Recently, my mother sent a picture of our family’s traditional Japanese Hinamatsuri dolls. They’re on display in our home for Girl’s Day, a celebration dedicated to girls’ health and happiness. In the past, my sister and I helped her unpack each doll–about 16 in total–and arrange them on a precarious platform in our living room. This time around, it was just the emperor and empress dolls sitting on top of the family piano.

The picture was gorgeous, but something felt wrong. I quickly realized that it embodied how it felt growing up Japanese American: beautiful but abbreviated.

Emperor and empress Hinamatsuri dolls in Sophia’s childhood home. Photo courtesy of Sophia Stephens.

The slights are big and small – from the smirk of disgust from the cashier at Safeway as I buy daikon, miso paste, and other Japanese foods, to men leering at me as they guess “what” I am because of my “exotic” appearance. Sometimes racism feels like death by a million paper cuts. Other times like being hacked by a machete.

I ask myself, “How close can we get to being American? How close can we get to being Japanese?”

My high school never taught us about Japanese internment during World War II, when the U.S. government rounded up Japanese-American citizens like myself and forced them out of their homes and into camps. My parents didn’t talk about it either. Instead, I discovered this dark corner of U.S. history by myself, and I studied it alone for years until my Asian American Studies class in college.

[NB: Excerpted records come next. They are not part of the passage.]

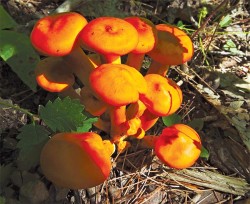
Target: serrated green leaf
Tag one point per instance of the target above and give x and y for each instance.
(17, 51)
(197, 124)
(5, 172)
(63, 115)
(226, 21)
(6, 20)
(171, 119)
(87, 125)
(204, 153)
(32, 139)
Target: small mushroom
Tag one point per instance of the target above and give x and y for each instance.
(148, 120)
(76, 160)
(147, 39)
(174, 47)
(109, 36)
(163, 97)
(53, 75)
(179, 146)
(57, 35)
(117, 85)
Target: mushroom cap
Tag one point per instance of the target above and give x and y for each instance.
(179, 146)
(174, 46)
(109, 35)
(163, 97)
(53, 75)
(117, 84)
(147, 34)
(148, 120)
(55, 35)
(75, 160)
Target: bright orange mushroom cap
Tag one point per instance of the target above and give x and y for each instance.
(163, 97)
(56, 35)
(53, 75)
(109, 35)
(75, 160)
(117, 84)
(174, 46)
(179, 146)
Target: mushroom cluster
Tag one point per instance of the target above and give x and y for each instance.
(106, 55)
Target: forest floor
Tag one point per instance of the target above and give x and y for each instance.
(216, 88)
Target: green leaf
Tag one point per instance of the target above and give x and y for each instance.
(226, 21)
(17, 51)
(204, 153)
(197, 124)
(87, 125)
(32, 139)
(6, 20)
(171, 119)
(63, 115)
(5, 172)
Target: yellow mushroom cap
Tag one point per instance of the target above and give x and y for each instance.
(174, 46)
(179, 146)
(109, 36)
(75, 160)
(163, 97)
(118, 84)
(56, 35)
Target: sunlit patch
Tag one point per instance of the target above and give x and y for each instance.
(49, 85)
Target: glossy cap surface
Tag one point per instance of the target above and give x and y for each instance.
(163, 97)
(117, 84)
(174, 46)
(56, 35)
(109, 35)
(75, 160)
(179, 146)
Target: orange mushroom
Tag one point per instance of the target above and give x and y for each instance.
(76, 160)
(56, 35)
(147, 40)
(179, 146)
(148, 120)
(174, 47)
(164, 96)
(109, 36)
(117, 85)
(53, 75)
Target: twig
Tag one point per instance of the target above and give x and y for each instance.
(209, 179)
(215, 11)
(69, 5)
(224, 53)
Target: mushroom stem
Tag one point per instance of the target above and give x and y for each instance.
(81, 64)
(112, 59)
(157, 68)
(135, 60)
(118, 118)
(148, 141)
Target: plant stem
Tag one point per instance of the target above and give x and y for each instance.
(31, 115)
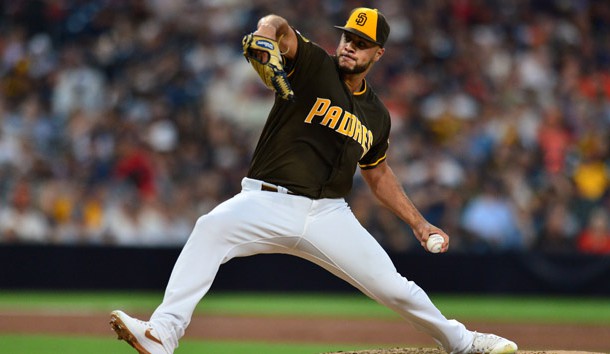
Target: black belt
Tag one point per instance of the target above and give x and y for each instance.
(271, 188)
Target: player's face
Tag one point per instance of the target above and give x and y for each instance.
(355, 54)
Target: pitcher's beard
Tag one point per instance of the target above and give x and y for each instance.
(357, 69)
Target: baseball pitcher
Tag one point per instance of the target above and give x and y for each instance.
(326, 122)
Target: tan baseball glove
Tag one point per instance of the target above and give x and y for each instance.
(264, 55)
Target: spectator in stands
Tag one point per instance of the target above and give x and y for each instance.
(595, 238)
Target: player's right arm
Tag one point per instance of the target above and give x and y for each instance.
(277, 28)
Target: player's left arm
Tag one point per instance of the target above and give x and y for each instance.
(387, 189)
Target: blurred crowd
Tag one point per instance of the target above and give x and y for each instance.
(121, 122)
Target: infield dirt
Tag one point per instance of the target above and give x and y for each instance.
(390, 336)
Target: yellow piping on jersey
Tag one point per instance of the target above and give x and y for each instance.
(361, 91)
(374, 163)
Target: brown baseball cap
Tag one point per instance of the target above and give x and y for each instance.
(369, 24)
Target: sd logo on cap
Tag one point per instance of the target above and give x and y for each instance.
(369, 24)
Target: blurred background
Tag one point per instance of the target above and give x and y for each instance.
(121, 122)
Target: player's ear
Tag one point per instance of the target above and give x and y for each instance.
(379, 53)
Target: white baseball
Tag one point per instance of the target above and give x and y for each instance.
(435, 243)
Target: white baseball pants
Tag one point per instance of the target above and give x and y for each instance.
(323, 231)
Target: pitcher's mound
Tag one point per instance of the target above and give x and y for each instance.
(438, 351)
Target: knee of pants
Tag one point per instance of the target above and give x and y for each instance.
(397, 291)
(211, 226)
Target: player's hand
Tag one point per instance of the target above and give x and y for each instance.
(423, 231)
(264, 55)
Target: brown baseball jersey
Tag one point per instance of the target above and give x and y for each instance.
(312, 145)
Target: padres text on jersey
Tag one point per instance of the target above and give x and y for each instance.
(312, 146)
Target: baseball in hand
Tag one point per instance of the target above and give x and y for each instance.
(435, 243)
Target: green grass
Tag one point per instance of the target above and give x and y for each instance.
(484, 308)
(40, 344)
(353, 305)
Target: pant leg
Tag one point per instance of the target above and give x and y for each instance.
(252, 222)
(335, 240)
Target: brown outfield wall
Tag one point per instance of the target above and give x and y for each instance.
(384, 334)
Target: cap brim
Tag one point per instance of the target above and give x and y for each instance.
(358, 33)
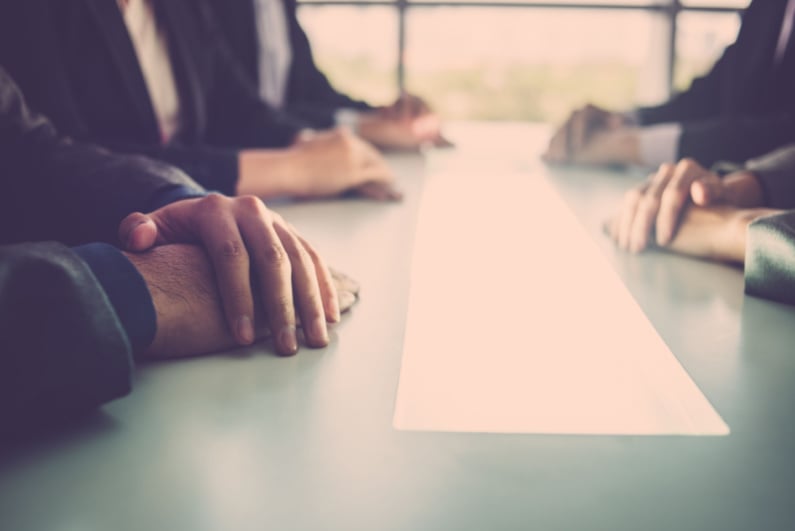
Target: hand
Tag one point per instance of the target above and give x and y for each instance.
(400, 132)
(569, 141)
(717, 233)
(188, 304)
(337, 161)
(656, 206)
(407, 105)
(321, 164)
(238, 233)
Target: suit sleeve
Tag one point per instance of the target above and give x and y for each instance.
(319, 100)
(743, 137)
(62, 348)
(56, 189)
(237, 117)
(776, 174)
(770, 258)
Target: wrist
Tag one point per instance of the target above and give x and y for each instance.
(270, 173)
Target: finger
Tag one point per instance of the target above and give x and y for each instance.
(675, 197)
(378, 191)
(626, 218)
(442, 141)
(346, 300)
(227, 250)
(137, 232)
(577, 132)
(707, 192)
(306, 289)
(344, 281)
(326, 282)
(610, 227)
(648, 208)
(274, 272)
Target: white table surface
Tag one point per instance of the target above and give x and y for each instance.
(249, 441)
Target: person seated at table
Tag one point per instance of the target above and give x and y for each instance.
(273, 49)
(746, 216)
(72, 318)
(153, 78)
(743, 108)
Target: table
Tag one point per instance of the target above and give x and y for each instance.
(248, 441)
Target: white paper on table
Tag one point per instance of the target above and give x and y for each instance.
(517, 324)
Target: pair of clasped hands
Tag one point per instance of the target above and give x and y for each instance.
(227, 271)
(683, 206)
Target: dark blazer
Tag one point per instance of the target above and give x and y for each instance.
(310, 95)
(776, 174)
(76, 63)
(745, 105)
(62, 348)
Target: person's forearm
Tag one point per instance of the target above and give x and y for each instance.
(271, 173)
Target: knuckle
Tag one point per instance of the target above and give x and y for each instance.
(633, 196)
(687, 163)
(213, 200)
(233, 250)
(275, 255)
(249, 203)
(650, 202)
(665, 167)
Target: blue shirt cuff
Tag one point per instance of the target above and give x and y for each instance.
(126, 289)
(173, 194)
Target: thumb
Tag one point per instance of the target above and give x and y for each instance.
(708, 190)
(137, 232)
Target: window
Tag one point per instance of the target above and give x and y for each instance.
(525, 60)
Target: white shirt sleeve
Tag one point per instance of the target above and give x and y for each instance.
(348, 118)
(659, 143)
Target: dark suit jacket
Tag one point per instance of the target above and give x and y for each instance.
(62, 348)
(76, 63)
(310, 95)
(776, 174)
(745, 106)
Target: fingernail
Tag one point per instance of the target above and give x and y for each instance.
(334, 312)
(128, 238)
(318, 332)
(347, 299)
(288, 341)
(245, 330)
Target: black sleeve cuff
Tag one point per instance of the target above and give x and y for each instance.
(126, 290)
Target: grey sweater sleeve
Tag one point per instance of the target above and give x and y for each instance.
(770, 258)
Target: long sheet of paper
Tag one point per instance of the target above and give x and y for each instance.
(517, 324)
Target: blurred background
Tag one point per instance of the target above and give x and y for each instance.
(518, 59)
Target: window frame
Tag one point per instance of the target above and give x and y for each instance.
(670, 10)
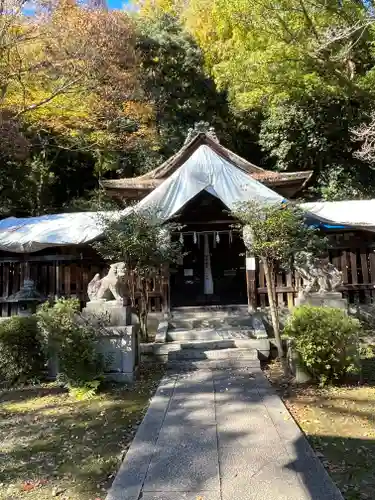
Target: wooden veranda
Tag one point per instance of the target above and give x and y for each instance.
(66, 272)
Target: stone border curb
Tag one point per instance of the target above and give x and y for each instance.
(133, 469)
(307, 465)
(161, 333)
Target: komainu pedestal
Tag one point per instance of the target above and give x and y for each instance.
(321, 281)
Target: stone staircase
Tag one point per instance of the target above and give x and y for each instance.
(212, 338)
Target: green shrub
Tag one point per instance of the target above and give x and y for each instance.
(74, 343)
(21, 350)
(326, 340)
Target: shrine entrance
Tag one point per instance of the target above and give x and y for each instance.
(212, 271)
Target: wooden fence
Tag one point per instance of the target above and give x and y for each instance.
(67, 274)
(64, 275)
(352, 253)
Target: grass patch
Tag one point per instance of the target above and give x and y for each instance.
(52, 445)
(340, 425)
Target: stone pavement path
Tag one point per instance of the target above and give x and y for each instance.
(220, 435)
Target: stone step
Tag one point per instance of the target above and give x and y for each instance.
(214, 354)
(228, 332)
(231, 309)
(224, 364)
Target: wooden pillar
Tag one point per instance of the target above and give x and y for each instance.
(165, 290)
(251, 282)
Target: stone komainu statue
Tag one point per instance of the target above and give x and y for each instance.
(110, 286)
(318, 275)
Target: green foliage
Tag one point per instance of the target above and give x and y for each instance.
(143, 242)
(174, 80)
(21, 350)
(73, 341)
(140, 239)
(327, 341)
(315, 134)
(277, 231)
(267, 51)
(274, 232)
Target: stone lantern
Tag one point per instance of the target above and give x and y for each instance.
(27, 298)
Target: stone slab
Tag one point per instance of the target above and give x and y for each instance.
(182, 495)
(186, 459)
(131, 475)
(195, 444)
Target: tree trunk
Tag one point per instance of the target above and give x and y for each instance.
(143, 310)
(271, 290)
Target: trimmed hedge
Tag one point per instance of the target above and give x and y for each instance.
(327, 341)
(21, 350)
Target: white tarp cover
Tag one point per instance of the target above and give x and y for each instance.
(354, 213)
(206, 170)
(36, 233)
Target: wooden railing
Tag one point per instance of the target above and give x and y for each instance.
(68, 274)
(63, 276)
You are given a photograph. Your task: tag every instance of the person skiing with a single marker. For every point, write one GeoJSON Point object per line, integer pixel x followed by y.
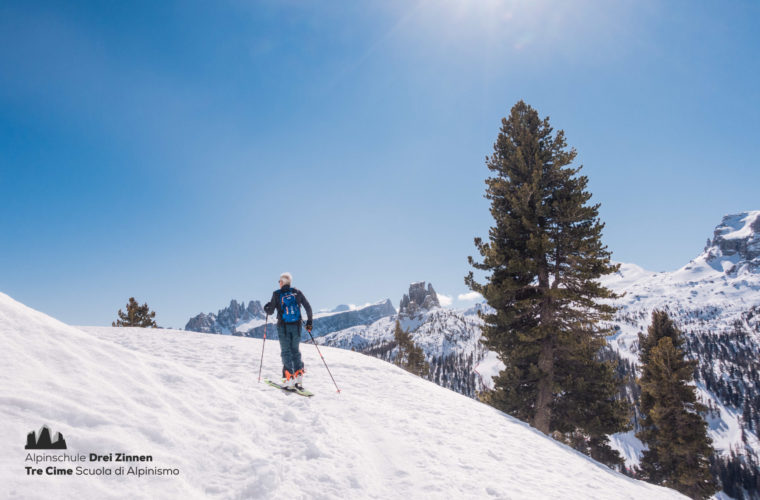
{"type": "Point", "coordinates": [288, 301]}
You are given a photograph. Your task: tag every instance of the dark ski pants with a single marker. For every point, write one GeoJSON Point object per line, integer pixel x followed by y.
{"type": "Point", "coordinates": [290, 340]}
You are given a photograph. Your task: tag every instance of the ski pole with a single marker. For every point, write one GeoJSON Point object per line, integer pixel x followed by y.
{"type": "Point", "coordinates": [266, 321]}
{"type": "Point", "coordinates": [323, 359]}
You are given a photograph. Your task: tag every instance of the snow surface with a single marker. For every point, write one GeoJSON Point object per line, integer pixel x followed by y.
{"type": "Point", "coordinates": [191, 400]}
{"type": "Point", "coordinates": [738, 226]}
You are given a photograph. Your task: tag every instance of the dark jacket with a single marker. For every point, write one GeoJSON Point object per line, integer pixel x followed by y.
{"type": "Point", "coordinates": [273, 304]}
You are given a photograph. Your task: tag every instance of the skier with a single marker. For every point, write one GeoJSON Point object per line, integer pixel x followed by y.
{"type": "Point", "coordinates": [288, 301]}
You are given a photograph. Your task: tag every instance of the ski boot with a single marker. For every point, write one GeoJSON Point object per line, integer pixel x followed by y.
{"type": "Point", "coordinates": [298, 376]}
{"type": "Point", "coordinates": [289, 382]}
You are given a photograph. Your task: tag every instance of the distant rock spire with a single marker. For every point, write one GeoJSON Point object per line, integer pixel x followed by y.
{"type": "Point", "coordinates": [418, 299]}
{"type": "Point", "coordinates": [737, 239]}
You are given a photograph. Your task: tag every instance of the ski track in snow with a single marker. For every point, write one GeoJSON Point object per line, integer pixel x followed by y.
{"type": "Point", "coordinates": [192, 400]}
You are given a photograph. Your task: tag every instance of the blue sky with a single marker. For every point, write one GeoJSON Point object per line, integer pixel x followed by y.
{"type": "Point", "coordinates": [187, 153]}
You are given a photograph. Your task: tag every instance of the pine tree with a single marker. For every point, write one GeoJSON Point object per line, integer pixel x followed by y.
{"type": "Point", "coordinates": [410, 356]}
{"type": "Point", "coordinates": [544, 257]}
{"type": "Point", "coordinates": [672, 428]}
{"type": "Point", "coordinates": [136, 315]}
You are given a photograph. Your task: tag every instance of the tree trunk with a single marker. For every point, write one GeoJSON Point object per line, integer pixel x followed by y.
{"type": "Point", "coordinates": [542, 418]}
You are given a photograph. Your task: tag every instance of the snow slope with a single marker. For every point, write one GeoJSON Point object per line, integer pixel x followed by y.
{"type": "Point", "coordinates": [192, 402]}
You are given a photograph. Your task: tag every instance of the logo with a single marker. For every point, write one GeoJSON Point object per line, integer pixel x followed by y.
{"type": "Point", "coordinates": [41, 440]}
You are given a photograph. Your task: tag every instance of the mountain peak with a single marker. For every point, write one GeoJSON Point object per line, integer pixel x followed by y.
{"type": "Point", "coordinates": [736, 243]}
{"type": "Point", "coordinates": [418, 299]}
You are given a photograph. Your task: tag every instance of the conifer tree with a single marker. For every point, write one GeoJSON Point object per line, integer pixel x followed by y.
{"type": "Point", "coordinates": [544, 259]}
{"type": "Point", "coordinates": [136, 315]}
{"type": "Point", "coordinates": [672, 427]}
{"type": "Point", "coordinates": [410, 356]}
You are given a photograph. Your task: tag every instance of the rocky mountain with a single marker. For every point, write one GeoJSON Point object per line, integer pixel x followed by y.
{"type": "Point", "coordinates": [249, 321]}
{"type": "Point", "coordinates": [714, 299]}
{"type": "Point", "coordinates": [237, 317]}
{"type": "Point", "coordinates": [418, 299]}
{"type": "Point", "coordinates": [449, 338]}
{"type": "Point", "coordinates": [339, 319]}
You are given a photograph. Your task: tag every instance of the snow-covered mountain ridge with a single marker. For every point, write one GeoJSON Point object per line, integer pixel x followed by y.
{"type": "Point", "coordinates": [715, 300]}
{"type": "Point", "coordinates": [191, 401]}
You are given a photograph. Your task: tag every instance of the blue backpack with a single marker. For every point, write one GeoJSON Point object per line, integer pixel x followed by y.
{"type": "Point", "coordinates": [291, 311]}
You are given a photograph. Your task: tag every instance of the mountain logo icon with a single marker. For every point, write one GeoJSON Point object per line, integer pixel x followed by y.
{"type": "Point", "coordinates": [41, 440]}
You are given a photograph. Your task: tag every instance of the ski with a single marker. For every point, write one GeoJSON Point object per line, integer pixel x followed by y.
{"type": "Point", "coordinates": [302, 392]}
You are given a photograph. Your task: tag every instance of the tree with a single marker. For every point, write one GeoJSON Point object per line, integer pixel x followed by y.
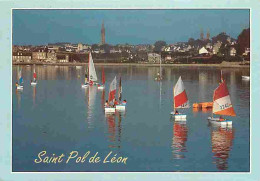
{"type": "Point", "coordinates": [158, 45]}
{"type": "Point", "coordinates": [243, 41]}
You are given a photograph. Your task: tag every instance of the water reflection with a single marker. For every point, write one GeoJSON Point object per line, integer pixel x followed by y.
{"type": "Point", "coordinates": [180, 134]}
{"type": "Point", "coordinates": [221, 139]}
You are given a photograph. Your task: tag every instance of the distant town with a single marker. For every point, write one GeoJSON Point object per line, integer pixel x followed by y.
{"type": "Point", "coordinates": [205, 50]}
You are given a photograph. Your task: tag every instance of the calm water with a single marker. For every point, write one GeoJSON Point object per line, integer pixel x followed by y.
{"type": "Point", "coordinates": [58, 116]}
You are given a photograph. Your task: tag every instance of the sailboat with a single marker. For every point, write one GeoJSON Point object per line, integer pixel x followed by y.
{"type": "Point", "coordinates": [122, 105]}
{"type": "Point", "coordinates": [102, 86]}
{"type": "Point", "coordinates": [222, 105]}
{"type": "Point", "coordinates": [90, 74]}
{"type": "Point", "coordinates": [180, 100]}
{"type": "Point", "coordinates": [159, 74]}
{"type": "Point", "coordinates": [111, 97]}
{"type": "Point", "coordinates": [19, 85]}
{"type": "Point", "coordinates": [34, 82]}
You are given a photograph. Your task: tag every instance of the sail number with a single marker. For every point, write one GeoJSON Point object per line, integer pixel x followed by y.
{"type": "Point", "coordinates": [225, 106]}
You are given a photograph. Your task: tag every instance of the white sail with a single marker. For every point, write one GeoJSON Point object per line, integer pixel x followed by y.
{"type": "Point", "coordinates": [92, 71]}
{"type": "Point", "coordinates": [180, 96]}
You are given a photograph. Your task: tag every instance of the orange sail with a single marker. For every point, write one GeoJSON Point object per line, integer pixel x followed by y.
{"type": "Point", "coordinates": [221, 101]}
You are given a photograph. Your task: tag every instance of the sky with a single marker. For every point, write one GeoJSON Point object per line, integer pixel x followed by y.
{"type": "Point", "coordinates": [40, 27]}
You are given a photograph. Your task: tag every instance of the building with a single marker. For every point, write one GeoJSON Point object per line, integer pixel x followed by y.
{"type": "Point", "coordinates": [232, 51]}
{"type": "Point", "coordinates": [103, 41]}
{"type": "Point", "coordinates": [39, 54]}
{"type": "Point", "coordinates": [154, 58]}
{"type": "Point", "coordinates": [203, 50]}
{"type": "Point", "coordinates": [22, 57]}
{"type": "Point", "coordinates": [216, 47]}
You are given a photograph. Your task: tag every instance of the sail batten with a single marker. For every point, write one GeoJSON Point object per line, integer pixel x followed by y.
{"type": "Point", "coordinates": [180, 96]}
{"type": "Point", "coordinates": [222, 102]}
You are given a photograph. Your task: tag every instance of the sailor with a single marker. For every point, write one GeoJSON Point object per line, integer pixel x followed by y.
{"type": "Point", "coordinates": [221, 118]}
{"type": "Point", "coordinates": [106, 104]}
{"type": "Point", "coordinates": [124, 102]}
{"type": "Point", "coordinates": [115, 102]}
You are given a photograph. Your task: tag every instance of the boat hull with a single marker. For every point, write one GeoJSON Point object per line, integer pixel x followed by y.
{"type": "Point", "coordinates": [110, 110]}
{"type": "Point", "coordinates": [218, 122]}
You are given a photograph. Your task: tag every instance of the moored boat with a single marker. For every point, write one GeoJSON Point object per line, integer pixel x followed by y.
{"type": "Point", "coordinates": [111, 98]}
{"type": "Point", "coordinates": [90, 73]}
{"type": "Point", "coordinates": [122, 105]}
{"type": "Point", "coordinates": [102, 86]}
{"type": "Point", "coordinates": [180, 100]}
{"type": "Point", "coordinates": [34, 82]}
{"type": "Point", "coordinates": [222, 105]}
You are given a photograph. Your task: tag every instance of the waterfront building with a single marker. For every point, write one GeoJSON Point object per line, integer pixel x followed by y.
{"type": "Point", "coordinates": [154, 58]}
{"type": "Point", "coordinates": [232, 51]}
{"type": "Point", "coordinates": [22, 57]}
{"type": "Point", "coordinates": [39, 54]}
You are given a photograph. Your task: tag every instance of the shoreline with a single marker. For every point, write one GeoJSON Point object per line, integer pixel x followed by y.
{"type": "Point", "coordinates": [222, 65]}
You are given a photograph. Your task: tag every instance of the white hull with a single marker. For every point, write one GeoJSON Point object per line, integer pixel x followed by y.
{"type": "Point", "coordinates": [221, 123]}
{"type": "Point", "coordinates": [245, 77]}
{"type": "Point", "coordinates": [120, 107]}
{"type": "Point", "coordinates": [110, 110]}
{"type": "Point", "coordinates": [33, 83]}
{"type": "Point", "coordinates": [19, 87]}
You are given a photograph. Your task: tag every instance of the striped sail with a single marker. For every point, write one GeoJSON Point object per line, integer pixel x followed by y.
{"type": "Point", "coordinates": [92, 71]}
{"type": "Point", "coordinates": [103, 77]}
{"type": "Point", "coordinates": [221, 101]}
{"type": "Point", "coordinates": [120, 90]}
{"type": "Point", "coordinates": [112, 91]}
{"type": "Point", "coordinates": [180, 96]}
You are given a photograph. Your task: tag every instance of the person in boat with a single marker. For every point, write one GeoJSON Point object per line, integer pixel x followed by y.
{"type": "Point", "coordinates": [124, 102]}
{"type": "Point", "coordinates": [115, 103]}
{"type": "Point", "coordinates": [106, 103]}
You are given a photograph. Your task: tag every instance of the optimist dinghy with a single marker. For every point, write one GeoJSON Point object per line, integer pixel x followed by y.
{"type": "Point", "coordinates": [34, 82]}
{"type": "Point", "coordinates": [20, 86]}
{"type": "Point", "coordinates": [111, 97]}
{"type": "Point", "coordinates": [122, 105]}
{"type": "Point", "coordinates": [222, 105]}
{"type": "Point", "coordinates": [180, 100]}
{"type": "Point", "coordinates": [102, 86]}
{"type": "Point", "coordinates": [90, 73]}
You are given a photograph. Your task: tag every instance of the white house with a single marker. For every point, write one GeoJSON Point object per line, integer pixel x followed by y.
{"type": "Point", "coordinates": [203, 50]}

And now, it’s happening again.

Not internment this time, and not with Japanese Americans, or at least, not yet. President Trump’s immigration policies and executive orders are currently targeting other ethnic groups. But even though my family is not currently at the epicenter of this, we ride our own waves from the shock and despair of this latest betrayal.

I’m only one or two generations away from the immigrant experience. My mother is a green card holder from Japan who met my father in the 80s while studying in the States. My father is a first-generation American, the son of a World War II refugee who, at the age of five, fled to America from Greece to escape the Nazis. So the topic of travel bans and discrimination isn’t too far removed from either of my parent’s experiences.

When my mom talks about Trump’s travel ban, she says “What is next? Japan? China?” She sighs. “If I can’t go back to see my mother in Japan, and I cannot come back to the United States, I cannot imagine… I am always optimistic, though. I hope that Japan will stay OK.”

This same worry permeates my mind, but I know that there are others whose lives are not OK right now and that they are affected much more deeply than I am. Although I’m not Muslim, since the first travel ban, I’ve been spending time at the Islamic Center of North Seattle to feel a sense of connection to the community. The last time I went, I was taught how to worship – alternating from having our feet or shoulders touching as we listen to prayer to prostrating ourselves on soft carpet.

Each time I bent forward at prayer, I could see the whiteboard in the back of the room. It said, “Muslims – do not be afraid. We fight for each other.”

I wondered about Buddhist temples and Japanese spaces of community during World War II America. What was that atmosphere like? Was it like this?

The grief of marginalized people is universal. And that is a horrifying comfort, if we can even call it that. To be honest, I don’t know what to call it.

After prayer, I turned and asked the woman next to me what the community will do for now.

“We keep living,” she said. “Life is hard, that is the way it is for us. But we do not give up.”

She asked me my ethnicity. I told her that I am Japanese. She nodded.

“So,” she said, “you know this too.”


Sophia Stephens grew up in Wenatchee, Washington and lives in Seattle.